Generations of fashion-striving students are often left with one question as graduation nears — “What now?”
The Sarabande Foundation, which was started by the late Lee Alexander McQueen, helped a few hundred industry hopefuls answer that question Tuesday at The Standard East Village in New York. Presenting its “What Now?” graduate mentorship program in the U.S. was a first for the organization, which has been offering artists and designers mentoring opportunities, scholarships and subsidized studio space for the past 10 years.

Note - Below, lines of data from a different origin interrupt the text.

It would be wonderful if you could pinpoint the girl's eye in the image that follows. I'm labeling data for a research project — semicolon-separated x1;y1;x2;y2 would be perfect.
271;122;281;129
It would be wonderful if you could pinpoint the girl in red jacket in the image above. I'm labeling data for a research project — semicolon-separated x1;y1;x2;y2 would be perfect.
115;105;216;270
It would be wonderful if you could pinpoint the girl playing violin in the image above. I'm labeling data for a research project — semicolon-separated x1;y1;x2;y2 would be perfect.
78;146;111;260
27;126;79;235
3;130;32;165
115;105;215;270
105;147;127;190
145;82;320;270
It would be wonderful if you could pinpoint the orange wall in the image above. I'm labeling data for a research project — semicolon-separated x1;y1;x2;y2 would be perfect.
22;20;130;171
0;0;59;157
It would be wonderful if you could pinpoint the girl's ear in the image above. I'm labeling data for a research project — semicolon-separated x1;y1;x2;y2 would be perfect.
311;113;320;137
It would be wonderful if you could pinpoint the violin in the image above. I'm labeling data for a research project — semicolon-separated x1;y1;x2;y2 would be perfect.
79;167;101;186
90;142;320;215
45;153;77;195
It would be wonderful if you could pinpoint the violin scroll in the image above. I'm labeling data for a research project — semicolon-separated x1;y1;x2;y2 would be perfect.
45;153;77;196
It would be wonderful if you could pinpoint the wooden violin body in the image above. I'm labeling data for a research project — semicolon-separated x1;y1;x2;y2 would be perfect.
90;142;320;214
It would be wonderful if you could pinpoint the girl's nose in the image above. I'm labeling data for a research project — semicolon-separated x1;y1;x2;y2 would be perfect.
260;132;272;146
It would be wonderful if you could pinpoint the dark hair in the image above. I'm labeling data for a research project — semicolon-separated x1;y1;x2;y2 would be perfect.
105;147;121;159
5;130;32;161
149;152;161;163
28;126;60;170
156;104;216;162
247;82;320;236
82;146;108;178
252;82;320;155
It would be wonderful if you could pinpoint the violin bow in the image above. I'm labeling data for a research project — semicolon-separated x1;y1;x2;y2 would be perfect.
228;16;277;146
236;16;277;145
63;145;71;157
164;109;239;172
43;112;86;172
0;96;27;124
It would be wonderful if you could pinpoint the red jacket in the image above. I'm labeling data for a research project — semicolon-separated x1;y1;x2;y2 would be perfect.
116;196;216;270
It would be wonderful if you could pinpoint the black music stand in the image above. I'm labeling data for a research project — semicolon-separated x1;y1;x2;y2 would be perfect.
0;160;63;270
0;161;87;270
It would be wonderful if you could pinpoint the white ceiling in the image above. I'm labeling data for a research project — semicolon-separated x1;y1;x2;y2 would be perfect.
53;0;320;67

Trino Verkade, who helped McQueen establish Sarabande, said that 800 people had signed up and about 250 turned up. More than 1,000 interviews took place with 22 brands quizzing and advising students. Loewe, Thom Browne, Marc Jacobs, Celine, Khaite, Louis Vuitton, Art + Commerce, Tiffany & Co., Dior and the designer Maria Cornejo personally showed up. Thom Browne’s team was easily identifiable with them coordinating in gray and white-striped attire from his collection. Camaraderie was high with teams from one brand gamely guiding candidates to other companies, when they felt that the candidates would be better suited for others.
Others connected some with fellow fashion friends that they might work well with via LinkedIn.
Recalling how McQueen’s career developed during a recession, Verkade said, “We’re just about hitting another moment of that again. That’s a time when people have less to lose because they don’t have that much around them. So they take risks. It’s also very exciting. A city like Detroit [which has a thriving maker, artist and start-up community] can afford to take risks because they don’t feel as though they have much to lose.
“We don’t need more of the same things. We don’t need people to think commercially with an I-know-this-is-going-to-sell-because-it-sold-before mindset,” she said.
Many of the students were honest about not knowing what they wanted to do, according to a few of the mentors. Ninety in total pitched in. All in all, the brands were impressed with the great portfolios that they saw, Verkade said. And the students were excited to share what they had made and were reassured by the encouragement that they had received from people “who don’t have skin in the game,” Verkade said.
Many were wide-eyed to learn about the range of career opportunities there are beyond design, including AI-related work and sustainability.
The newcomers to the industry, who offered career guidance, are relatable because they know the challenges. The human resources executives could highlight the wide range of jobs that are newer career paths including AI-related work, sustainability and digital fashion. Many companies sent representatives from new divisions in their companies. “A large part of this event was to really point out that things keep changing so quickly. There are new jobs that did not exist five years ago,” Verkade said. “Colleges are not equipped to be on top of these roles and to help people navigate what the industry is looking like now. That’s why it’s really important to get the brands here to say, ‘I need people who can do this right now,’ Verkade said. “It’s not as though they need everybody to be pattern cutters, but they may need somebody [to become] a pattern maker,” she added.
Brands are also not just interested in college degrees but they want to learn about candidates’ hard and soft skills, such as how they think and what their interests are, Verkade said. Candidates in technical design were particularly welcome.
Some students were directed to other opportunities, including one designer whose presentation was so well-packaged that they were advised to consider a career in marketing, Verkade said.
Tuesday’s free one-on-one event was a precursor to Wednesday night’s annual fundraising “Woven” dinner, where guests like Schiaparelli creative director Daniel Roseberry were expected in The Penthouse of The Standard, East Village. The event was being led by Aimee Mullins and Rupert Friend.
Louis Vuitton talent acquisition specialist Kevin Varela said he welcomed every participant and walked them through the universe of Louis Vuitton, all of the opportunities there, general career advice and roles they might want to pursue. A lot of students were interested in design, and some wanted to learn more about corporate posts in marketing, merchandising, communications and digital too, he said. Through “genuine conversations,” Varela said he spoke with attendees about ways to prepare for their future and how they can elevate their résumés, skill sets and portfolios.
There were also up-and-coming industry talent offering advice to the students. Lauren Zampaglione, assistant technical designer for handbags at Marc Jacobs, said as the day wore on, she became more direct in her advice, offering such tips as “Just take this out,” or “put this all on one page.” Having advised 50-plus people, Zampaglione joined Marc Jacobs in January after a few years of a long-term temp post at Kate Spade. Her main advice was: don’t water down your work and style. There’s a lot of pressure to be more commercialized and to try to cater your portfolio and your projects in college, to be more commercial. “For a long time, I was grappling with that. I felt like I had to water myself down because I needed to have a portfolio that is palatable to corporate brands,” Zampaglione said.
Several attendees Tuesday had conceptual work to share, but were concerned about who might want to hire them with that. Zampaglione assured them that such work stands out and “people want to know how you think and the conceptual aspect is so unique to you. You can’t duplicate that. When you interview with a brand, they want to know how you stand out,” she said.